October 14, 2011 2 comments

Asking for customer feedback is by and large a waste of everybody’s time.  Sometimes the customer may feel valued and special if their opinion is asked for but that’s probably about the only thing of value (albeit transitory) you’ll get from it.

Why?  Because customers don’t always know what they want; because customers don’t always tell the truth and because customer feedback is always historical.  Also there are a few other factors that come into play that further reduce the usefulness of feedback: customers are often irrational, customers who respond to feedback forms are usually either very happy or very unhappy and therefore are not a true reflection of most customers and customer response depends on their mood when they fill in a form – not when they are next thinking of using your service.

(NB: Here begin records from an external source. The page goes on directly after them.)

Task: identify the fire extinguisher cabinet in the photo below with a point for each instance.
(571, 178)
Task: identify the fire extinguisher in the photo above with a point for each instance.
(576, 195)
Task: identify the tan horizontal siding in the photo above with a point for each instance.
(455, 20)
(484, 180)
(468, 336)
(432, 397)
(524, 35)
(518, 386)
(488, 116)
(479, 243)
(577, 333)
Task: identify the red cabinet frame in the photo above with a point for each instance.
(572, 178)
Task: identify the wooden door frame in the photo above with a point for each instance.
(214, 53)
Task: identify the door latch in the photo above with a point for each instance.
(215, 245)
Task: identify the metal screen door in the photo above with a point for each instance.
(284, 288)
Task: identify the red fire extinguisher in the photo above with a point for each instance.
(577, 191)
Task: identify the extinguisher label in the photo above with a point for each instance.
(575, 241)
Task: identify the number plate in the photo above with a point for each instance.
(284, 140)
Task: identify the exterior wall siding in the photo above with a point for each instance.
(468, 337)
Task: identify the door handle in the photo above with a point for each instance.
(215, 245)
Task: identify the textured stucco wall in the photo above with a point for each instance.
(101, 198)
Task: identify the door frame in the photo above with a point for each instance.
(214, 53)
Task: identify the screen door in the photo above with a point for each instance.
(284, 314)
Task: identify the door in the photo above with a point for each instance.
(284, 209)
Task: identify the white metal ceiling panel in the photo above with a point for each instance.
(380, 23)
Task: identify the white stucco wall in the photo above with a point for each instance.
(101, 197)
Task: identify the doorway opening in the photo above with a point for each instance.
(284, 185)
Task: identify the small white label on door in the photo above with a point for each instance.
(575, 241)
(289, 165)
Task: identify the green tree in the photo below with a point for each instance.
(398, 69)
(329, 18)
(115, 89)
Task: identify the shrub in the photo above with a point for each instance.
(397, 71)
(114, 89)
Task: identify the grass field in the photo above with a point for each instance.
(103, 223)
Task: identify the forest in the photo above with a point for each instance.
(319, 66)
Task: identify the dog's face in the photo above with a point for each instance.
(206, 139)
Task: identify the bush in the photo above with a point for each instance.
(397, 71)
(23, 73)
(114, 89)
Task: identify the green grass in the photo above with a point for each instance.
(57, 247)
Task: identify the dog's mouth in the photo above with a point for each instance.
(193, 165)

Don’t get me wrong – I love my customers, I thank them heartily for paying my mortgage, but I have never sent any of them a feedback form.  And that is my real bone of contention, not the seeking of feedback as such but the lazy delivery of endless feedback forms that serve no useful purpose.  Such forms are not intended to collect data to help drive service improvements but are more likely to be used for some internal, self or department serving purpose.

The use of feedback forms is marketing dressing and the main reason for that is as above: we all know they don’t work but we feel obliged to send them out anyway.

The key to serving customers is get inside their business, their heads, understand how you can help them achieve more.   That old quote from Henry Ford – and much loved by the late Steve Jobs – about his customers just asking for faster horses is a truth.  In fact I was reminded on Twitter how Jobs took that thought further: “Start with the customer experience and work your way back to the technology” he was quoted as saying. (No idea if it’s genuine but it suits my purpose.)  Ignore ‘the technology’ bit and replace it with “how you run your business” and you’re just about there.

Customer feedback does not tell you about the customer experience and their emotional reaction to it.  You should not use data from feedback forms to inform you to how you run your business.   Understand what you could give them and understand how they would react to it and use it and what value it brings.   But don’t ask them to tell you what it is.